The Los Angeles Times has a story this morning about the revenue loss to the Treasury from overvalued donations of works of art:
An alleged tax-fraud scheme involving donations of overvalued art to four local museums is part of a larger, unchecked problem with inflated art appraisals that has cost the federal government untold millions, a Times analysis has found.
Each year, the Internal Revenue Service audits donations claimed on only a handful of the 100,000 or more tax returns that allow art donors to reap nearly $1 billion in tax write-offs. Half of the donations checked over the last 20 years had been appraised at nearly double their actual value.
The crux of the public policy problem is the infrequency with which appraisals are checked. It makes all other remedies less effective:
A 2006 law tightened standards and increased penalties on bad appraisals.
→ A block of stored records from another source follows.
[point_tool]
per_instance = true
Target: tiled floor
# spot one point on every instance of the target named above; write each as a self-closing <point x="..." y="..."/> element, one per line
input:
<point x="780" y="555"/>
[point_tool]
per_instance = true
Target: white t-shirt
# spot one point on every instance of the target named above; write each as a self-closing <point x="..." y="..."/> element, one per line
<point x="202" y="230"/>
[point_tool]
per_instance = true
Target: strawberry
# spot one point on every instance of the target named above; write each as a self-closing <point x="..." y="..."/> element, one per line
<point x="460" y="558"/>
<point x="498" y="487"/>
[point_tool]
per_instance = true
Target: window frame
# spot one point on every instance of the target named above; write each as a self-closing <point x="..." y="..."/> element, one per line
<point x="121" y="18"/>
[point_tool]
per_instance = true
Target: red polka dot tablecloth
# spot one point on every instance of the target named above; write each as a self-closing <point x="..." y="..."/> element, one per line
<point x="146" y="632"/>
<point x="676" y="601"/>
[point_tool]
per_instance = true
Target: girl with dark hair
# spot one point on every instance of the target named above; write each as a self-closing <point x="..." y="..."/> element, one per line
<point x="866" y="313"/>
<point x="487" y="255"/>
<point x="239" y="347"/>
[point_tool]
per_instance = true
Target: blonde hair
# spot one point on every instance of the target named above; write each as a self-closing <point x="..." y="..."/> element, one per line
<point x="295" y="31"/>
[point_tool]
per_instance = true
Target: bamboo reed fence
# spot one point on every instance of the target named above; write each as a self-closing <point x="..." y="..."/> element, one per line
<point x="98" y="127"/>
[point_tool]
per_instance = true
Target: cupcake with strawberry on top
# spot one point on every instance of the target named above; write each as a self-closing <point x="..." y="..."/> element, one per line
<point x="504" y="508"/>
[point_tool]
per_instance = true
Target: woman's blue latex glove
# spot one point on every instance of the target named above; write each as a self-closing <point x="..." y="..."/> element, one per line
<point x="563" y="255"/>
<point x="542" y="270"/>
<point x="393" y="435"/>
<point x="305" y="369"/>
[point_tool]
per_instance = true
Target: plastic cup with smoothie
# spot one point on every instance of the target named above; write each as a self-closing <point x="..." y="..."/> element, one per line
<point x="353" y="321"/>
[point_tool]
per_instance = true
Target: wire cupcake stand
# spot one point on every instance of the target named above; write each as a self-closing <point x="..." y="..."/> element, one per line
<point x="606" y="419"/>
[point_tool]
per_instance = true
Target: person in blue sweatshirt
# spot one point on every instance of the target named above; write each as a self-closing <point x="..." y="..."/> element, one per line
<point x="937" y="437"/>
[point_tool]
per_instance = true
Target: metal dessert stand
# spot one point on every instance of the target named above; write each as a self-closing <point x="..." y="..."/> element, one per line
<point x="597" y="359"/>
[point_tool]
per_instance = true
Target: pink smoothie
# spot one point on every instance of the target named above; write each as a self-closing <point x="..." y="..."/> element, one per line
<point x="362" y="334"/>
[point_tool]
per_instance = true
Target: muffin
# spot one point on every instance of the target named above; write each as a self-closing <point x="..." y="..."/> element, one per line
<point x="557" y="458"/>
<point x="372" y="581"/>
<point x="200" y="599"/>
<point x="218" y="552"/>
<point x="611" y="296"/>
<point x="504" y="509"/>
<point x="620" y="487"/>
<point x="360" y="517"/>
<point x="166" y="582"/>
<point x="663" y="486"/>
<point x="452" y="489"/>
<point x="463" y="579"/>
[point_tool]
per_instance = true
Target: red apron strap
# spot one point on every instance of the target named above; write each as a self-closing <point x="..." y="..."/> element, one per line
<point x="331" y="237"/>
For donors, it lowered the threshold on what the law considers a bloated appraisal, from 200% overvalue to 150%. It also increased oversight of and fines for appraisers. But because the IRS checks so few appraisals, some believe that overvaluations will continue.This is not a hard problem to solve. Every significant donation should have its appraisal checked by the IRS, and the donor should bear the cost of that process, not the government. There would be fewer small donations of art, but for major pieces, this cost of checking the appraisal would be small relative to the value of the tax deduction.